For a time we followed up the narrow, winding valley, gradually opening out until we turned off to cross the low hills that barred the southern end of the Ning-yüan plain. Every inch of ground was under cultivation, but as yet few crops were up. Mulberries, however, were ripening fast, forerunners of the abundant fruit of this region. Shortly before tiffin we crossed a stream over which the bridge of stone was actually being repaired. In China, as elsewhere in Asia, it is a work of merit to construct a new building or road, but waste of time to repair the old. I wondered if by any chance some high official was expected, for the East fulfils quite literally the Scriptural injunction, "Prepare ye the way of the Lord, make straight his path before him"; more than once I realized the advantage of following in the footsteps of the great.

LOLO GIRLS

"TAME, WILD" LOLOS

Toward the end of the day we crossed a spur of the hills, and descended abruptly into the Ning-yüan plain; half concealed among the trees lay the town, while off to the southeast sparkled the water of the lake noted by Marco Polo. As we sat resting for a few moments at a tea-house, I saw galloping towards us two horsemen, Europeans, the first I had seen for nearly three weeks. They turned out to be Mr. Wellwood and Dr. Humphreys, of the American Baptist Mission, who had ridden out to make me welcome. An hour later we crossed the parade ground outside the city gate, and shortly, turning in by a building of unmistakable European architecture, found ourselves in the mission compound. It was most delightful to be again among my own kind, and the three days spent in Ning-yüan while I was reorganizing my little caravan for the next stage were very enjoyable, barring the excessive heat.
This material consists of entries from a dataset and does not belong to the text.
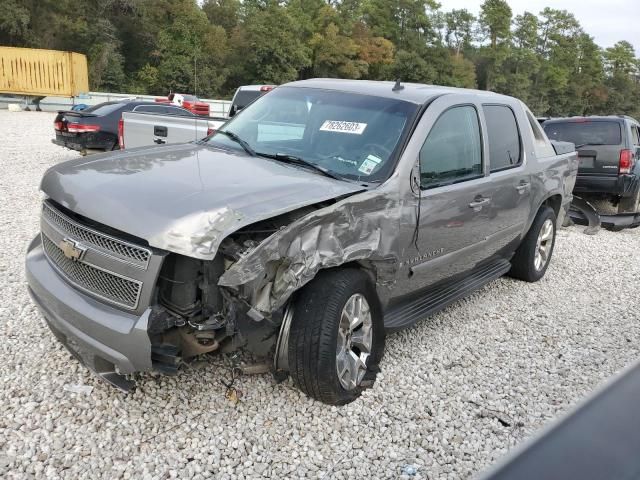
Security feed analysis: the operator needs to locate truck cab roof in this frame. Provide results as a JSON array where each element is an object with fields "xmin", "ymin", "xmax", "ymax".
[{"xmin": 285, "ymin": 78, "xmax": 518, "ymax": 105}]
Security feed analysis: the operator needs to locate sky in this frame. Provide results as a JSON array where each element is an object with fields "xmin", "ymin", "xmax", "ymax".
[{"xmin": 439, "ymin": 0, "xmax": 640, "ymax": 56}]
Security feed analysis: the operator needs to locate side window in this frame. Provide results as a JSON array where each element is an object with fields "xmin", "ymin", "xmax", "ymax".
[
  {"xmin": 631, "ymin": 125, "xmax": 640, "ymax": 145},
  {"xmin": 521, "ymin": 109, "xmax": 556, "ymax": 158},
  {"xmin": 483, "ymin": 105, "xmax": 522, "ymax": 172},
  {"xmin": 165, "ymin": 107, "xmax": 194, "ymax": 117},
  {"xmin": 420, "ymin": 105, "xmax": 483, "ymax": 189}
]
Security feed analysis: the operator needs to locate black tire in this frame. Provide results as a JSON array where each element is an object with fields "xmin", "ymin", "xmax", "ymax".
[
  {"xmin": 509, "ymin": 207, "xmax": 557, "ymax": 282},
  {"xmin": 288, "ymin": 268, "xmax": 385, "ymax": 405}
]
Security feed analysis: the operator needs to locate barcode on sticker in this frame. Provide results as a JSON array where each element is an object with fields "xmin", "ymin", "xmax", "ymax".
[{"xmin": 320, "ymin": 120, "xmax": 367, "ymax": 135}]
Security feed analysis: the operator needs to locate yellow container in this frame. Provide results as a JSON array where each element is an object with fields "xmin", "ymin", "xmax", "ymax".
[{"xmin": 0, "ymin": 47, "xmax": 89, "ymax": 97}]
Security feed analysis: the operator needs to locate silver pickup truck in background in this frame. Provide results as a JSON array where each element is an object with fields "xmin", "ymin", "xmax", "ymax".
[
  {"xmin": 118, "ymin": 85, "xmax": 273, "ymax": 150},
  {"xmin": 118, "ymin": 112, "xmax": 227, "ymax": 150}
]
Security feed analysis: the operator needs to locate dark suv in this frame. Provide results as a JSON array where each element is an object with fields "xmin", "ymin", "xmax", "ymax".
[{"xmin": 543, "ymin": 116, "xmax": 640, "ymax": 214}]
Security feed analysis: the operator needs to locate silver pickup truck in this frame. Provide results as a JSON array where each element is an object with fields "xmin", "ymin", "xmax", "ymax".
[
  {"xmin": 26, "ymin": 79, "xmax": 578, "ymax": 405},
  {"xmin": 118, "ymin": 85, "xmax": 274, "ymax": 149},
  {"xmin": 119, "ymin": 112, "xmax": 228, "ymax": 150}
]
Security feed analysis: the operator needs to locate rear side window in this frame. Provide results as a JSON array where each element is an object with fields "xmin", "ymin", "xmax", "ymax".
[
  {"xmin": 420, "ymin": 105, "xmax": 483, "ymax": 189},
  {"xmin": 483, "ymin": 105, "xmax": 522, "ymax": 172},
  {"xmin": 631, "ymin": 125, "xmax": 640, "ymax": 145},
  {"xmin": 544, "ymin": 120, "xmax": 622, "ymax": 147},
  {"xmin": 233, "ymin": 90, "xmax": 262, "ymax": 108}
]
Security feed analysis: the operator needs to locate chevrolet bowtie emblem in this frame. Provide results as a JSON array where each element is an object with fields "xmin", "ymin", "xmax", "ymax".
[{"xmin": 58, "ymin": 238, "xmax": 87, "ymax": 262}]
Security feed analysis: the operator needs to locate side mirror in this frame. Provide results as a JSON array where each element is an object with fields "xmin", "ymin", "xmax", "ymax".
[{"xmin": 409, "ymin": 160, "xmax": 420, "ymax": 195}]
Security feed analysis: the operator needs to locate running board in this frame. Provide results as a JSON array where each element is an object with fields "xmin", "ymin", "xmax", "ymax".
[{"xmin": 384, "ymin": 259, "xmax": 511, "ymax": 333}]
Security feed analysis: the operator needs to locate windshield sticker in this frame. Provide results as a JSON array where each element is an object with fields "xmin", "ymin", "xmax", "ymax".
[
  {"xmin": 320, "ymin": 120, "xmax": 367, "ymax": 135},
  {"xmin": 333, "ymin": 155, "xmax": 358, "ymax": 167},
  {"xmin": 358, "ymin": 155, "xmax": 380, "ymax": 175}
]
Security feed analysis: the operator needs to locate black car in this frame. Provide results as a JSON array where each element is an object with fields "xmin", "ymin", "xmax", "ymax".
[
  {"xmin": 543, "ymin": 116, "xmax": 640, "ymax": 214},
  {"xmin": 51, "ymin": 100, "xmax": 195, "ymax": 155}
]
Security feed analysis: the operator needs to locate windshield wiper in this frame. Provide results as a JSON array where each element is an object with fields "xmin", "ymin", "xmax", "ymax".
[
  {"xmin": 216, "ymin": 130, "xmax": 257, "ymax": 157},
  {"xmin": 576, "ymin": 143, "xmax": 606, "ymax": 150},
  {"xmin": 256, "ymin": 152, "xmax": 345, "ymax": 181}
]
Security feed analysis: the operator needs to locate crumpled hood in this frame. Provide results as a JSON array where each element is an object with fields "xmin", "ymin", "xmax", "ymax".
[{"xmin": 41, "ymin": 144, "xmax": 364, "ymax": 260}]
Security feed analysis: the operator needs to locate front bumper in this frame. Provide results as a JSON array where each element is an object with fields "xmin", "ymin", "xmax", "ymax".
[{"xmin": 26, "ymin": 236, "xmax": 152, "ymax": 390}]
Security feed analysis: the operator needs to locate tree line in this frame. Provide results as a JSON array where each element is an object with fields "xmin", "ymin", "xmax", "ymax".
[{"xmin": 0, "ymin": 0, "xmax": 640, "ymax": 116}]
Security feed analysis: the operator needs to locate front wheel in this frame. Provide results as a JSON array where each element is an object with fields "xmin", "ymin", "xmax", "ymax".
[
  {"xmin": 509, "ymin": 207, "xmax": 556, "ymax": 282},
  {"xmin": 288, "ymin": 268, "xmax": 384, "ymax": 405}
]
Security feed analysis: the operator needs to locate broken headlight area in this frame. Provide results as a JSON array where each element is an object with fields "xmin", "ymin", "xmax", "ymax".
[{"xmin": 147, "ymin": 253, "xmax": 281, "ymax": 374}]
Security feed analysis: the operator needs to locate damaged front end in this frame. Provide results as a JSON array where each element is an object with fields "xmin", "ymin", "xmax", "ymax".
[{"xmin": 149, "ymin": 192, "xmax": 400, "ymax": 380}]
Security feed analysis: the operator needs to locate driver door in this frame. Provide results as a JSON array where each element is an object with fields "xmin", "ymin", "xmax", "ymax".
[{"xmin": 402, "ymin": 97, "xmax": 493, "ymax": 291}]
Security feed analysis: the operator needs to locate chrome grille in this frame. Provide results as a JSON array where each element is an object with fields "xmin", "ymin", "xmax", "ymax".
[
  {"xmin": 42, "ymin": 202, "xmax": 151, "ymax": 268},
  {"xmin": 42, "ymin": 234, "xmax": 142, "ymax": 310}
]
Ning-yüan-fu is the largest town in this part of Szechuan, having a population of perhaps fifty thousand. It is surrounded by a well-built wall, high and broad and nearly three miles in length. Within are few buildings of interest, due perhaps to the fact that about fifty years ago it was almost demolished by an earthquake. According to tradition, the same thing happened in the early part of the Ming period, when the town, which, so it is said, then stood in the hollow where the lake now lies, was first shaken by an earthquake and then overwhelmed by a rush of water from underground. Later a new city was built on the present site. If the natives are to be believed, the ruins of the drowned city may still be seen on calm days lying at the bottom of the lake, while after a storm beds and chairs of strange patterns are sometimes found floating about on the water.

Even this remote corner of China shows the influence of the new movement, and Western ideas are making their way. Something had been done to improve the city schools, and I can testify to the desire of the military force stationed at Ning-yüan to form itself on European models, for the morning's sleep was broken by the vigorous bugle practice of the band, and at every turn one met soldiers, marching along with a good deal of vim. The large parade ground was given over in the afternoon to the testing and speeding of ponies. We rode out there one day, and I was pleased to see that the interest and wise ways of the missionaries in horseflesh were much appreciated by the owners of the ponies, men of a class not easily reached by the ordinary channels of mission work.